FLEETS

Glencore preps Onaping Depth for electric future

Glencore is working with battery equipment manufacturers to bring live its all-electric mine

Caterpillar has been testing its proof-of-concept battery-electric R1300 machine at one of Sudbury INO’s underground mines

Caterpillar has been testing its proof-of-concept battery-electric R1300 machine at one of Sudbury INO’s underground mines

Glencore has been talking about designing its Onaping Depth nickel-copper project in Sudbury, Ontario, around a battery-electric fleet for some years now.
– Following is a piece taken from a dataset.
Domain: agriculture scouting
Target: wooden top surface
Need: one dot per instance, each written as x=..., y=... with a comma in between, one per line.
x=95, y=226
A part of its Sudbury Integrated Nickel Operations (INO), the new US$700 million underground mine was approved in early 2018 and is expected to come on stream in 2023-24. It might just miss the title of the very-first all-electric underground mine in Canada, which is set to go to Goldcorp once its Borden Lake mine starts commercial operation (still scheduled for 2019); although other miners are introducing this technology as well.

In 2017, at the CIM Convention in Montreal, the project infrastructure lead Tom Guse was talking about the benefits of a fully electric fleet.

"The difference in OPEX thanks to ventilation at Onaping Depth is huge," he said. "If we use a battery electric fleet, we need a 14-15MW cooling plant to refrigerate the mine, compared with a 20-30MW plant for a diesel fleet."

According to Glencore, just a few years ago, Sudbury INO's mines were expected to reach the end of their lifecycle as early as 2023, without any further investment. The Onaping Depth project created an opportunity to extend this life.

Due to the deposit's depth (at 2,600m), as Guse highlighted, ventilation, heating and refrigeration were expected to take up a large portion of operating costs.

Through using battery electric vehicles, Glencore said, Onaping Depth is expected to reduce its energy usage by 44% for ventilation systems and by 30% for cooling equipment, compared to an equivalent diesel-fuelled operation. This, in turn, translates to savings in fuel and energy costs and reduced greenhouse gas emissions.

Mining OEM Caterpillar has been testing its proof-of-concept battery-electric R1300 machine at one of Sudbury INO's underground mines, with the machine running in trials alongside its diesel equivalent.

Caterpillar used the insight gained from this testing to develop the R1700 XE - its first commercial battery-electric load-haul-dump (LHD) machine, as announced last month.